Words of encouragement from GW on the direction of the economy.
The U.S. president said the government has acted on several fronts, including injecting hundreds of billions of dollars into the financial system, coordinating a global cut in interest rates, and expanding the amount of money that is insured in savings accounts.
“Fellow citizens, we can solve this crisis and we will,” Bush said.
`Aggressive’ Plan
“The plan we are executing is aggressive,” Bush said. “It will take time to have its full impact. It is flexible enough to adapt as the situation changes.
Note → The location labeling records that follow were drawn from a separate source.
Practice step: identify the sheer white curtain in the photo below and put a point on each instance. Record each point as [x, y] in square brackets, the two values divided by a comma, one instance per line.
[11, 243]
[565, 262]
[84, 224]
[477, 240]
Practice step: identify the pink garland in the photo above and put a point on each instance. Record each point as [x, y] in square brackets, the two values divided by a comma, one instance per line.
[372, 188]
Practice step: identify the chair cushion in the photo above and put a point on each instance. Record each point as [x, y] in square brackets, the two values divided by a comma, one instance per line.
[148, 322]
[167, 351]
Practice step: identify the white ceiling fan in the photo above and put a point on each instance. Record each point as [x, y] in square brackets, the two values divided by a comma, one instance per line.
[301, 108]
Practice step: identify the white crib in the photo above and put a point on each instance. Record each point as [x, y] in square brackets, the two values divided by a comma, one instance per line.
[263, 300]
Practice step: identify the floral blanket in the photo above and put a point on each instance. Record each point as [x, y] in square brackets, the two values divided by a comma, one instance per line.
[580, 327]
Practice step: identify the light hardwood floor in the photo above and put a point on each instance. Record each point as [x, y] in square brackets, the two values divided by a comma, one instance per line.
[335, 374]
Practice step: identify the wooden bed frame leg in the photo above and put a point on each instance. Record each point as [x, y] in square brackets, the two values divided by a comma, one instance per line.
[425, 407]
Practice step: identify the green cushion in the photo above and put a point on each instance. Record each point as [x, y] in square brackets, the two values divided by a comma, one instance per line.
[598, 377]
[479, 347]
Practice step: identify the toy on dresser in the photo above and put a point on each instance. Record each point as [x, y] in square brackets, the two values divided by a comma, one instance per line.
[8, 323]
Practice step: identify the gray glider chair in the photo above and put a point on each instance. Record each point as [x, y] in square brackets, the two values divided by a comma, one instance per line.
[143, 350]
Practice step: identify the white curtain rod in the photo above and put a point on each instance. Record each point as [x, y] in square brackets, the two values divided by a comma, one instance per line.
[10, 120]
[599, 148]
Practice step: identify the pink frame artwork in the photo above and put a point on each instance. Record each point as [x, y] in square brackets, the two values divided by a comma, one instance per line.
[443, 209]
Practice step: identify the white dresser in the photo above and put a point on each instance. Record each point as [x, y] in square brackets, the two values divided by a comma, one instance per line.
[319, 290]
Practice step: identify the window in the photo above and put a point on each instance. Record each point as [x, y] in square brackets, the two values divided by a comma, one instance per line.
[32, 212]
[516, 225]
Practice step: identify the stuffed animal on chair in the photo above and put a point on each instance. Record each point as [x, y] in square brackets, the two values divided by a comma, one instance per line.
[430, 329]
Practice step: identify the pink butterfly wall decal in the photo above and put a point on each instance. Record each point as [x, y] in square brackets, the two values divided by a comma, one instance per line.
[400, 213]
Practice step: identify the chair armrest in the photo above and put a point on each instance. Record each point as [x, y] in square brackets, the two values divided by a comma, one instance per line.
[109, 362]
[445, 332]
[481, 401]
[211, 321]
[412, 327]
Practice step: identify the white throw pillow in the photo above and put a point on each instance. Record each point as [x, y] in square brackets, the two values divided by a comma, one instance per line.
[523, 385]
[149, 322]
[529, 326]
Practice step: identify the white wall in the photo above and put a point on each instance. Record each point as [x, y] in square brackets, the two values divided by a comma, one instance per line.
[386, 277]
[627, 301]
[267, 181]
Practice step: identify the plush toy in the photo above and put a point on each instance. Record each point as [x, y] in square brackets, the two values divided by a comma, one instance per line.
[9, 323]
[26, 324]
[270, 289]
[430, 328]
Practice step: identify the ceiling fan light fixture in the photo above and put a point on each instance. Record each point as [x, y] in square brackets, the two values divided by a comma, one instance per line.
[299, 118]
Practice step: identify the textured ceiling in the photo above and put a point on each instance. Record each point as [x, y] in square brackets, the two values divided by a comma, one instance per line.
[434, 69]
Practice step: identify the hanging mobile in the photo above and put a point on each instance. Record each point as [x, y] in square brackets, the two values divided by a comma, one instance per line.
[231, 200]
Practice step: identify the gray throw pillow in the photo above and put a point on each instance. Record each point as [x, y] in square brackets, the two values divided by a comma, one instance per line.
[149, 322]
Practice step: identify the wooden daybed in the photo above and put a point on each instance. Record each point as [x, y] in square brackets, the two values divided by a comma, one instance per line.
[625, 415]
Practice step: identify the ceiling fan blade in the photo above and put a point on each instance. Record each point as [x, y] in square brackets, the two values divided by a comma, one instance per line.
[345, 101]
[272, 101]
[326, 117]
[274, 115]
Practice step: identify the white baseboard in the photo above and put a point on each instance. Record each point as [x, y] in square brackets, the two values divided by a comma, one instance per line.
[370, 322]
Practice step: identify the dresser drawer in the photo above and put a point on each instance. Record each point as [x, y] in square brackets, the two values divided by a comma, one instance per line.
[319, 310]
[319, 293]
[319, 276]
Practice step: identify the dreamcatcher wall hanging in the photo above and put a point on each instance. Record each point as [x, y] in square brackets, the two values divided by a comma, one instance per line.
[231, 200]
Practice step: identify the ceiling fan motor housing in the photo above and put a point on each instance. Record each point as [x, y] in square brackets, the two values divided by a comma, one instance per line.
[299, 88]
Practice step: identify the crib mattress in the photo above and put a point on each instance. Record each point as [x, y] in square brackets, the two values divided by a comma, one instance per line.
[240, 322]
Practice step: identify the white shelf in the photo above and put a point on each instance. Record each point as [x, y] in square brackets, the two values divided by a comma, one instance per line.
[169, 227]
And it is big enough to work.”
Bush meets tomorrow with finance ministers from the Group of Seven industrial nations, as his predecessor, former President Bill Clinton, did with the group during a 1998 financial crisis.
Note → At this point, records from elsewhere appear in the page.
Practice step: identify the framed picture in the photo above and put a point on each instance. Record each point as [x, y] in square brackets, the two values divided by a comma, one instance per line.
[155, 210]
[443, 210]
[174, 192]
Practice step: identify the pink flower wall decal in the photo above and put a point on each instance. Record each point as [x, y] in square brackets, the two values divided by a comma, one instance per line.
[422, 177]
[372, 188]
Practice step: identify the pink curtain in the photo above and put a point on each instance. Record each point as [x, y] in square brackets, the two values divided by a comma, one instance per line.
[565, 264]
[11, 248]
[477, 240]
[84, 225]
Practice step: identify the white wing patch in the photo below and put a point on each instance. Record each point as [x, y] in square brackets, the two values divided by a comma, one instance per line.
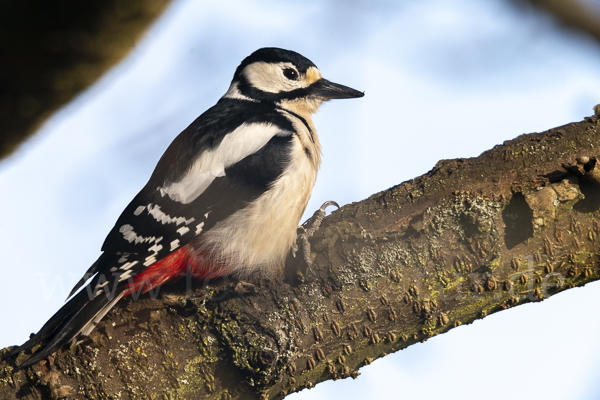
[128, 265]
[235, 146]
[183, 230]
[199, 228]
[130, 235]
[163, 218]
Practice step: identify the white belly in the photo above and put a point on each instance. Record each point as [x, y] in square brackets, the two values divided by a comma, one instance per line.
[259, 236]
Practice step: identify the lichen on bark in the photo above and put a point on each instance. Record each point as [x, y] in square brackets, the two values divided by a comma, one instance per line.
[470, 238]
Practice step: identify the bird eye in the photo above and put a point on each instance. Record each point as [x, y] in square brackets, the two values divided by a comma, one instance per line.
[290, 74]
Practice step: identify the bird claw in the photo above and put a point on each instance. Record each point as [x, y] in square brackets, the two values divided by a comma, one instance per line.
[307, 230]
[242, 288]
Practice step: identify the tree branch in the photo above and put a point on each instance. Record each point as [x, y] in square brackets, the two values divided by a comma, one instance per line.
[472, 237]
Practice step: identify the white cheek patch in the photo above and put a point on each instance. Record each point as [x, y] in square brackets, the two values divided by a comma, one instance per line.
[268, 77]
[211, 164]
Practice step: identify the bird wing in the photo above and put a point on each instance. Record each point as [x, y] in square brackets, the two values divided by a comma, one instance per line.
[224, 160]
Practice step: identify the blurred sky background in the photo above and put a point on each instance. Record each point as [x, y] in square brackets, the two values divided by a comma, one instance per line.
[443, 79]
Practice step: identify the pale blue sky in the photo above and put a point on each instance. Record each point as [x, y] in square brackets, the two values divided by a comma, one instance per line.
[443, 79]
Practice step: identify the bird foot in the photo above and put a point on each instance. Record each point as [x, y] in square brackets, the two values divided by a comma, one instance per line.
[307, 230]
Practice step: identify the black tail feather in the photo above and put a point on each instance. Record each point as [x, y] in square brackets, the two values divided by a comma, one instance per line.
[64, 326]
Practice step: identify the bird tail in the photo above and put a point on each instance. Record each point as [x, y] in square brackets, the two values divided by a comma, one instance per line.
[76, 318]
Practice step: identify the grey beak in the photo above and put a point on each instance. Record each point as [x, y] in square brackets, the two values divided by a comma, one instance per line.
[327, 90]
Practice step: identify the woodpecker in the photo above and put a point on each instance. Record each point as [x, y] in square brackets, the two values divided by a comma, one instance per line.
[226, 197]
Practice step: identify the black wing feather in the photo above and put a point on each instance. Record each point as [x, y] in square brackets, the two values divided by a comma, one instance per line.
[243, 182]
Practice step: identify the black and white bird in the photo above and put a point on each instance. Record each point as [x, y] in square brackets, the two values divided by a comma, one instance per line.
[225, 198]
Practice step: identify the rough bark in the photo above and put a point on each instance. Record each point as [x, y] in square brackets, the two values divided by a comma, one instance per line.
[571, 13]
[470, 238]
[52, 50]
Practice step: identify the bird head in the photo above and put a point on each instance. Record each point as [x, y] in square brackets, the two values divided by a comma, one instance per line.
[287, 79]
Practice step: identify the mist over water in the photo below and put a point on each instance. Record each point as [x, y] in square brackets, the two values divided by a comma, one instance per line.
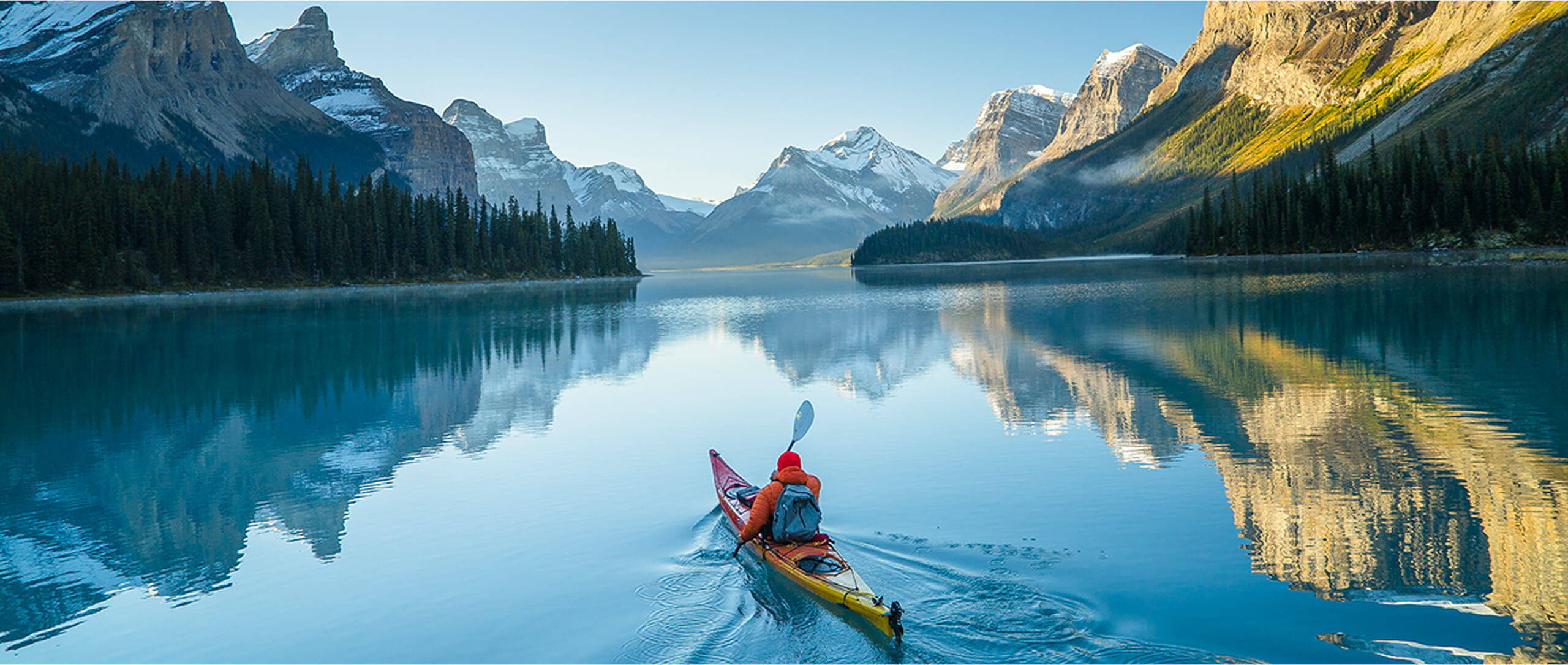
[1329, 460]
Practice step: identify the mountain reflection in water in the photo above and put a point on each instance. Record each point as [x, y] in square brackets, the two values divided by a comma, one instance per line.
[1349, 481]
[143, 458]
[1387, 433]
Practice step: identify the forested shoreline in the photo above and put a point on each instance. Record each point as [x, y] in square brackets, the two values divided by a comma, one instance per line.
[94, 226]
[938, 242]
[1429, 194]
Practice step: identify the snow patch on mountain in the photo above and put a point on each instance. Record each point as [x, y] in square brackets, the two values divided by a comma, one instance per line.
[864, 150]
[1109, 63]
[529, 131]
[684, 204]
[60, 24]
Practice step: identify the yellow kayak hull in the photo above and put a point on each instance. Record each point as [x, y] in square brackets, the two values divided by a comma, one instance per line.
[816, 567]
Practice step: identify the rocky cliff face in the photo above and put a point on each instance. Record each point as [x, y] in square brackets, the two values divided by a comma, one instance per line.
[430, 154]
[1012, 129]
[617, 192]
[176, 76]
[1264, 79]
[1117, 88]
[816, 201]
[513, 159]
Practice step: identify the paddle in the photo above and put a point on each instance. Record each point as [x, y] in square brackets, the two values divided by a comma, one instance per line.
[804, 417]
Tomorrow’s meeting will be at 7:15 a.m. at the White House, and the president will make a statement at 8:05 a.m., White House spokeswoman Dana Perino said.
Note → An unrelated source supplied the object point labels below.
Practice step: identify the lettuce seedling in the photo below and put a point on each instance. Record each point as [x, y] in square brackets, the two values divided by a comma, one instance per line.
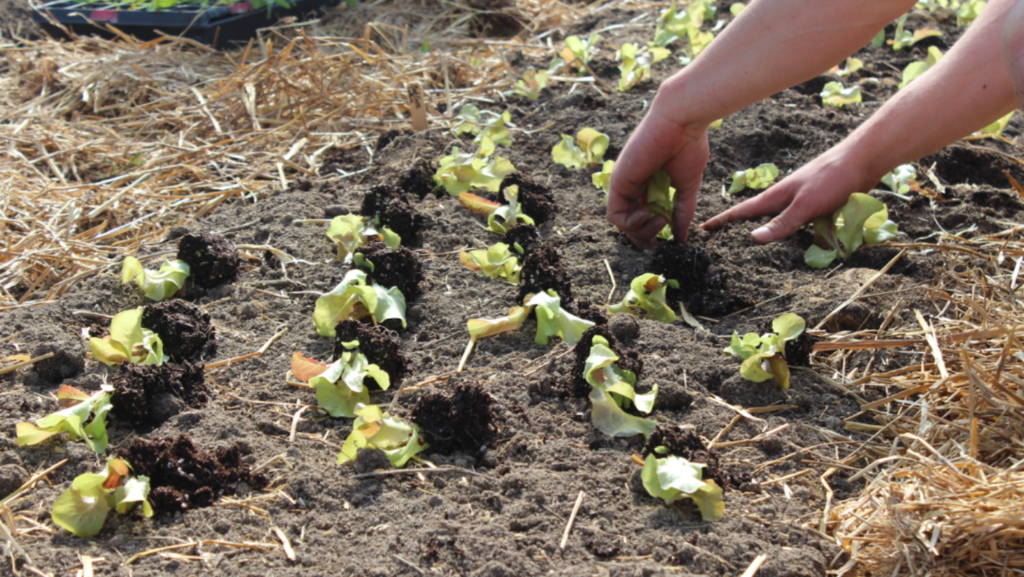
[375, 429]
[587, 151]
[757, 178]
[350, 232]
[353, 298]
[611, 389]
[339, 387]
[602, 179]
[472, 122]
[82, 508]
[636, 67]
[83, 416]
[128, 341]
[768, 349]
[577, 52]
[531, 83]
[862, 220]
[646, 297]
[552, 320]
[498, 261]
[156, 286]
[918, 68]
[673, 478]
[836, 95]
[461, 171]
[902, 179]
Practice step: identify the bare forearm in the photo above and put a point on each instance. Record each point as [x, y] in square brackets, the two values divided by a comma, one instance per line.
[966, 90]
[774, 44]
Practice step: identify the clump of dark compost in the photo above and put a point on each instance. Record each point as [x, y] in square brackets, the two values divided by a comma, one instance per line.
[184, 328]
[387, 205]
[182, 477]
[576, 382]
[212, 259]
[379, 346]
[701, 289]
[459, 420]
[393, 268]
[536, 200]
[148, 395]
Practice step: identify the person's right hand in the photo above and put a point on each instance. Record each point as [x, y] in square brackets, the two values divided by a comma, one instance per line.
[659, 142]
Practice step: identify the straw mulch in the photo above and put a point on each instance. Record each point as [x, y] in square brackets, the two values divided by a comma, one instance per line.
[109, 143]
[944, 479]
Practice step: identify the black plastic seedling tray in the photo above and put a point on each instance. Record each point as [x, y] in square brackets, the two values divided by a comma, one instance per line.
[216, 26]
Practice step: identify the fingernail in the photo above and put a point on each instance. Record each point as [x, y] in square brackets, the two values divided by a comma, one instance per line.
[762, 235]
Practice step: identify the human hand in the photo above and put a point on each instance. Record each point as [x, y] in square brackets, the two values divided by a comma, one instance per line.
[659, 142]
[819, 188]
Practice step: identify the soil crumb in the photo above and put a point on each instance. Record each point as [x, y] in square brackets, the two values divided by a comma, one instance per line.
[184, 328]
[182, 477]
[213, 259]
[459, 420]
[393, 268]
[148, 395]
[379, 345]
[537, 200]
[388, 205]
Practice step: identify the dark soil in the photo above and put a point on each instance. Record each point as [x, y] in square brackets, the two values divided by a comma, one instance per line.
[393, 268]
[390, 208]
[543, 271]
[184, 329]
[456, 420]
[379, 345]
[536, 200]
[213, 259]
[183, 477]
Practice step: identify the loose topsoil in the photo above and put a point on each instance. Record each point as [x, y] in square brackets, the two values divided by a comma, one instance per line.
[504, 509]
Perino, responding to questions, said Bush remains “open to the idea of a G-8 meeting at some point.” The G-7 includes the U.S., U.K., France, Germany, Italy, Japan and Canada. The G-8 includes Russia as well.
The G-7 ministers and central bankers are meeting today in Washington, facing a breakdown in investor confidence in their ability to end the credit freeze endangering the global economy.
Threatened by the worst economic outlook in a quarter century, officials arrived in Washington still without the broad- based strategy that investors were seeking, raising the risk of further turmoil if their remedies disappoint.
Among the options: a proposal by U.K. Chancellor Alistair Darling for nations to guarantee lending between banks, a suggestion that U.S. Treasury Secretary Henry Paulson hasn’t ruled out.
I feel so much better about everything now. But may I suggest that they need to pick a tool and get to f*cking work!